A collateral assignment is a process to get a loan by using life insurance as collateral. When we buy a life insurance policy, we generally do it because we want to protect our families and loved ones in the event of an untimely death. But not everyone realizes that life insurance can be used as collateral for a personal loan or even an SBA (Small Business Administration) loan. Life insurance can help cover the cost of an SBA loan in case anything would happen to you. Thus if the borrower passes away before paying back the loan then the lender gets the loan balance from the death benefit and if there is any amount remaining (after the loan balance has been paid off) then it will go to the beneficiaries.
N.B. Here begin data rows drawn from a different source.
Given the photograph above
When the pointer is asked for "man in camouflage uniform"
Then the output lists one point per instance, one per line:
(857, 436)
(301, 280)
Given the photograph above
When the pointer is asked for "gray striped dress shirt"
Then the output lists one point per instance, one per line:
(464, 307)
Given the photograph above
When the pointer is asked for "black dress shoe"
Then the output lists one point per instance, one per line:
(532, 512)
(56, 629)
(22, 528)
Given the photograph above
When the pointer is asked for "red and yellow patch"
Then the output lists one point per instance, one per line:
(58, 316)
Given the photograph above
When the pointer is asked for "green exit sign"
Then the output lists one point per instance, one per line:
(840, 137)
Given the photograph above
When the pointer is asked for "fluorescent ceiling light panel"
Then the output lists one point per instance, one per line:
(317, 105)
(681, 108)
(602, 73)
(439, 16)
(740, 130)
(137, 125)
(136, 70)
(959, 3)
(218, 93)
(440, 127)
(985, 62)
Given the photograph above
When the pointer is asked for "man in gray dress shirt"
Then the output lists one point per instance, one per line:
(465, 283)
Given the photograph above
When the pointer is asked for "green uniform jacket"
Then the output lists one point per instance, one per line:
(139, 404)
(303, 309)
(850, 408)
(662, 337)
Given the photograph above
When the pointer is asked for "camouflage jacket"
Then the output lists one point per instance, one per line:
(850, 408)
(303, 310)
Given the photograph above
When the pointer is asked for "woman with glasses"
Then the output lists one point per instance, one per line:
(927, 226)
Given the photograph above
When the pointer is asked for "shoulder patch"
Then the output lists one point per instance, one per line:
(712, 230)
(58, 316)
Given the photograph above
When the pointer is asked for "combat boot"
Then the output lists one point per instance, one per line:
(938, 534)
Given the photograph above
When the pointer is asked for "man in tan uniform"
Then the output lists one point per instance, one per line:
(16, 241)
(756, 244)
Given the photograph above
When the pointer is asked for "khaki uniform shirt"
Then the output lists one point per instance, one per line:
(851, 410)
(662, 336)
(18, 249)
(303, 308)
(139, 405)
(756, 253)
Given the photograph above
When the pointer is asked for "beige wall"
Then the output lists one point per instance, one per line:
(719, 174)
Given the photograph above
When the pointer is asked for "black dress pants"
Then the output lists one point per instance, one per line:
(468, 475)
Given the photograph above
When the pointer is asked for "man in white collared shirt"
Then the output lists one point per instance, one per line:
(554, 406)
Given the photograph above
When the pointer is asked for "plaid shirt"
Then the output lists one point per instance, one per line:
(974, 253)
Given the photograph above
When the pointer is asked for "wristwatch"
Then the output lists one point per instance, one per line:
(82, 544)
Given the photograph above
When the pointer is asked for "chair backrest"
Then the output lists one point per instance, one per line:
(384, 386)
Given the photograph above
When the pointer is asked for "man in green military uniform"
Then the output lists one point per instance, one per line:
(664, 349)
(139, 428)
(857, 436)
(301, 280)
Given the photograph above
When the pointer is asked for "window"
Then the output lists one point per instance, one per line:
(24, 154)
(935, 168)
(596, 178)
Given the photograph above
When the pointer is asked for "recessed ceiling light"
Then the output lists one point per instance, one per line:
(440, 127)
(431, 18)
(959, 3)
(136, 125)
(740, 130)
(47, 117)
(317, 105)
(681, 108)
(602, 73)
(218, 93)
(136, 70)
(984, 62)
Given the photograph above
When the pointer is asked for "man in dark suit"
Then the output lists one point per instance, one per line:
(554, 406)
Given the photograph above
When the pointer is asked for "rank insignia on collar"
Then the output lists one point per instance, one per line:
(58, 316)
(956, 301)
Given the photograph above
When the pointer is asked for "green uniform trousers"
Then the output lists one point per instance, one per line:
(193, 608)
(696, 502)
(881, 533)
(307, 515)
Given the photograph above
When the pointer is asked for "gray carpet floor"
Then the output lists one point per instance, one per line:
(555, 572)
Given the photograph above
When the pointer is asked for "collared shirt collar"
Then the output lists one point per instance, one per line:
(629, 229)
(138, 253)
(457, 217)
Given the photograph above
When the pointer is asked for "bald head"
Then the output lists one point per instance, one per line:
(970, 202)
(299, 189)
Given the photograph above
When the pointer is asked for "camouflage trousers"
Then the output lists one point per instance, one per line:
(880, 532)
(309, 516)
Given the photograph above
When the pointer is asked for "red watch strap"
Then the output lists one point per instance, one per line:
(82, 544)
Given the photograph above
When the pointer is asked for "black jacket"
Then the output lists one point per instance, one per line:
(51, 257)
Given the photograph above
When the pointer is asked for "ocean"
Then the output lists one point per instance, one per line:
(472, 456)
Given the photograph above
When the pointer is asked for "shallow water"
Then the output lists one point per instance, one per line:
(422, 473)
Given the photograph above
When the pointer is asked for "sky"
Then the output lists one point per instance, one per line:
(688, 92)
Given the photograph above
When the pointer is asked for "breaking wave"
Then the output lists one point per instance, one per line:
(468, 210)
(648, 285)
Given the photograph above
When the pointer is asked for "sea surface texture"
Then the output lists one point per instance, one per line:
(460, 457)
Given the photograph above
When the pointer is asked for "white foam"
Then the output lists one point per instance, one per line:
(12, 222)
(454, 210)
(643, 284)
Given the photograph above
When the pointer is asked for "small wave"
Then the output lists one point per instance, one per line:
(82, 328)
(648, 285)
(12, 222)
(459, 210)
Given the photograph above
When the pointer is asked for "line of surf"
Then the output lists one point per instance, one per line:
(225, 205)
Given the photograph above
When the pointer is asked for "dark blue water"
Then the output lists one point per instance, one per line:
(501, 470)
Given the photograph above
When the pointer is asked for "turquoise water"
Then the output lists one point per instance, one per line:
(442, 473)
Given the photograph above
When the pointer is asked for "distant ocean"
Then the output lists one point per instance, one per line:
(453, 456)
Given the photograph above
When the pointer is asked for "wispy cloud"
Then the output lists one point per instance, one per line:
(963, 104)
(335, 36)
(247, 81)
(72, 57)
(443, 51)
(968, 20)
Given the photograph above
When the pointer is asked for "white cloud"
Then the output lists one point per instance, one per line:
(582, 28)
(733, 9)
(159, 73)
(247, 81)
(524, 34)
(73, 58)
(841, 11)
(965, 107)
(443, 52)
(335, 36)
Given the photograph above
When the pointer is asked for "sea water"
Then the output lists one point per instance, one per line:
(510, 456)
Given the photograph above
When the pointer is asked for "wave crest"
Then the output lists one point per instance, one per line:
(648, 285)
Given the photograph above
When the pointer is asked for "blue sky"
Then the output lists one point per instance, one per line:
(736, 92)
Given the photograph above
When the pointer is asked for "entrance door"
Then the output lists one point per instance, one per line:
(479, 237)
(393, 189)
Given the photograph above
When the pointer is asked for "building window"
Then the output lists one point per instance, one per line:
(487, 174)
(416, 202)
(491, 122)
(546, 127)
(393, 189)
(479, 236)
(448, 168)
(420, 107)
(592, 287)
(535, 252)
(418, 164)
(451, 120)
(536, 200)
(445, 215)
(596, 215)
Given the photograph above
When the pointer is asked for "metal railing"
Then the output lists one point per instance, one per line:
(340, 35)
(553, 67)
A collateral assignment is especially helpful if you want to get approved for a loan quickly. By using life insurance as collateral, you’ll get approved for a loan more easily and likely with better terms than if you didn’t have any collateral at all. Life insurance offers peace of mind by providing financial security no matter what happens.
Life Insurance can be used as Collateral for a Loan
No matter what your financial situation, life insurance can be a valuable asset.
For example, if you have a life insurance policy worth $100,000 and you borrow $10,000 from a bank using it as collateral, the bank would want to make sure you reliably pay back the money. This means they would likely give you better terms than they would to someone who doesn’t have any collateral for their loan.
A lot of banks require that applicants get life insurance before they approve an SBA loan application. Life insurance can also help offset the interest rates on SBA loans if something happens to you and they need to pay off the balance early.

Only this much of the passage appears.